When the bricks don’t fit
Too often, Aylmer asserts, decisions are not tested against what an enterprise is actually built to support. Existing strategies are viewed through rose-tinted lenses and little time is spent examining underlying assumptions, or how change could compromise existing capacity.
“Often what happens is that companies don’t spend the time to really understand what risks are implicated by the change they’re making,” he says.
For example, as new LEGO products were approved, strain surfaced in unexpected areas. Manufacturing had to support higher volumes of unique components, and supply chains became more complex. Forecasting grew less reliable and larger inventories tied up capital.
However, no single decision seemed unreasonable on its own. Development teams made presumably reasonable choices within their mandate. What was missing, Aylmer explains, was a pause to test the assumptions shaping these decisions. Blind spots were revealed when LEGO assumed its historic success would carry new ideas into the future.
Bringing decisions back into alignment
LEGO’s situation was difficult to recognize early because nothing failed outright. The consequences appeared gradually, through unsold inventory, tightened cash flow, and operational stress that could not be traced to a single decision.
“There are always a few obvious, bigger things that can go wrong,” Aylmer says. “But then there are many smaller ones that can go wrong — and they tend to.”
Appointed CEO in 2004, Jørgen Vig Knudstorp, now executive chair of LEGO, refocused the company on its core product.

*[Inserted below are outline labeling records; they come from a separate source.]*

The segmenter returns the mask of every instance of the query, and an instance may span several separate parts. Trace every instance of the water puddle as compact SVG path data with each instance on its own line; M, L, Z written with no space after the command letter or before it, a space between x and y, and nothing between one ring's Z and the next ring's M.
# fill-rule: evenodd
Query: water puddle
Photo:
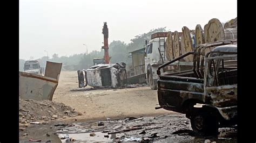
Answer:
M94 133L92 135L90 134ZM115 141L116 138L120 138L119 134L107 134L107 133L90 132L81 133L65 133L58 134L59 138L62 142L66 142L66 140L75 139L75 142L113 142Z

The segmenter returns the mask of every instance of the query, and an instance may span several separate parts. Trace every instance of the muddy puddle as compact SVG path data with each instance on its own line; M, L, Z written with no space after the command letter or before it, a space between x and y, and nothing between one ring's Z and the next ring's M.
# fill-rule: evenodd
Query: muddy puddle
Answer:
M60 128L57 133L62 142L65 142L67 139L68 141L86 142L237 142L237 129L223 128L219 129L219 132L218 135L213 137L196 137L191 128L189 120L184 115L165 114L156 117L76 123L68 127ZM63 137L65 135L66 138Z

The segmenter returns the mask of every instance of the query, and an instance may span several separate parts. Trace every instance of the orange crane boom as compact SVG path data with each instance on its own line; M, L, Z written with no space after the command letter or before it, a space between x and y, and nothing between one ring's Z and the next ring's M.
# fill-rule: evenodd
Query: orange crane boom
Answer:
M109 28L106 25L106 22L104 23L103 28L102 29L102 34L104 35L104 46L102 47L102 48L104 49L104 63L110 63L109 55Z

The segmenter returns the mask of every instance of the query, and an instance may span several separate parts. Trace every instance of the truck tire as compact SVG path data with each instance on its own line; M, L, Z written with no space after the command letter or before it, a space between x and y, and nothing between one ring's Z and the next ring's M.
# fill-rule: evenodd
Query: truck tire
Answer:
M157 89L157 80L153 79L153 75L151 72L149 74L149 82L150 86L150 88L152 90L156 90Z
M210 115L207 111L194 112L190 119L193 131L197 135L218 134L219 122L216 116Z

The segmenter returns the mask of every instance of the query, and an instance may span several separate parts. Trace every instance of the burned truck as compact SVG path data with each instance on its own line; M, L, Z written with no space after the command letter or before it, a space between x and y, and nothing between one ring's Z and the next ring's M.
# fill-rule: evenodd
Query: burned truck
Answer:
M204 44L158 67L156 109L186 114L200 135L237 124L237 52L236 39ZM191 55L192 69L161 75L161 68Z
M78 70L79 87L117 88L127 84L126 64L99 64L86 70Z

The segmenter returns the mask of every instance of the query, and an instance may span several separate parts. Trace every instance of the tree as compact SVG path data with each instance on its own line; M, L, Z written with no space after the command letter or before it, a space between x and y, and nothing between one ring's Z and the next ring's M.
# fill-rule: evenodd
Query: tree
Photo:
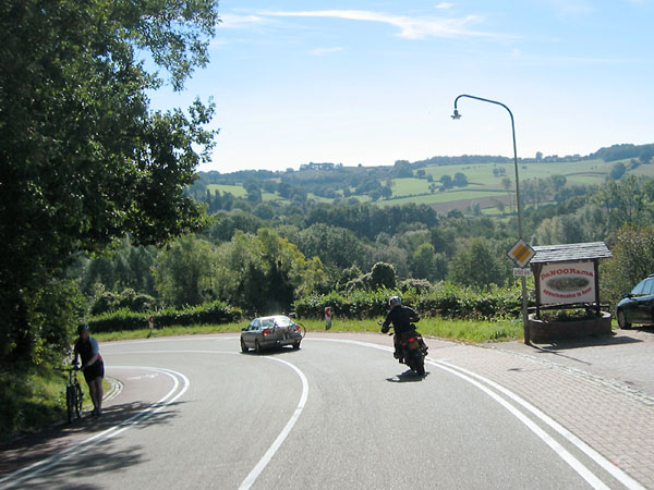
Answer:
M214 277L219 299L253 315L289 311L293 299L319 290L325 279L318 258L306 259L266 228L256 235L237 231L220 245Z
M181 308L215 299L216 254L193 235L161 248L153 268L155 287L164 304Z
M653 225L627 224L610 241L613 258L600 262L602 298L617 304L654 270Z
M491 284L502 285L501 265L482 238L472 238L468 246L460 250L450 268L452 282L486 290Z
M609 175L611 179L618 181L626 172L627 167L625 167L625 163L618 162L610 168Z
M208 159L213 107L150 111L207 61L216 0L24 0L0 7L0 364L38 364L43 292L77 250L130 232L156 244L202 226L183 189ZM62 298L62 301L64 301ZM52 348L59 348L53 345ZM63 352L62 352L63 355Z
M452 177L451 175L445 174L441 175L439 179L440 183L443 184L444 188L449 188L452 186Z
M441 279L438 277L438 261L434 245L423 243L411 257L411 270L414 278L427 279L429 281Z
M452 184L457 187L465 187L468 185L468 177L464 173L457 172L455 173L455 179L452 180Z

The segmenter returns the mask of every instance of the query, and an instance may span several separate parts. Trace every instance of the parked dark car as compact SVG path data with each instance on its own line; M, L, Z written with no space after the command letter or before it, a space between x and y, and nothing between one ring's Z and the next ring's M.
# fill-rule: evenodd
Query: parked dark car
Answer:
M621 329L631 328L633 323L654 324L654 274L625 295L618 303L617 316Z
M292 345L300 348L302 326L283 315L255 318L241 331L241 351L254 348L261 353L264 348Z

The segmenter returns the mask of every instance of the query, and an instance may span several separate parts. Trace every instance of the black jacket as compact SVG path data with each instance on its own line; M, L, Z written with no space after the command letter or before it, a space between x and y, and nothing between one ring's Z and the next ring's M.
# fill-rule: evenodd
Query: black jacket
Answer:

Later expansions into film and video games succeeded because they were designed to support the brick system, and LEGO reclaimed its position as an industry leader.
What LEGO’s rebound illustrates is not that growth is dangerous or that risk can be eliminated, but that decisions that seem logical inside one function can create pressure elsewhere.
If risk management is treated as a checkpoint rather than part of the strategy itself, Aylmer says, those cross-functional impacts won’t show until the organization is already absorbing the consequences.
“That is why you need to have an enterprise-wide risk framework to get the collective opinions of internal stakeholders who are important to making those decisions,” he says, "instead of making those decisions in a vacuum.”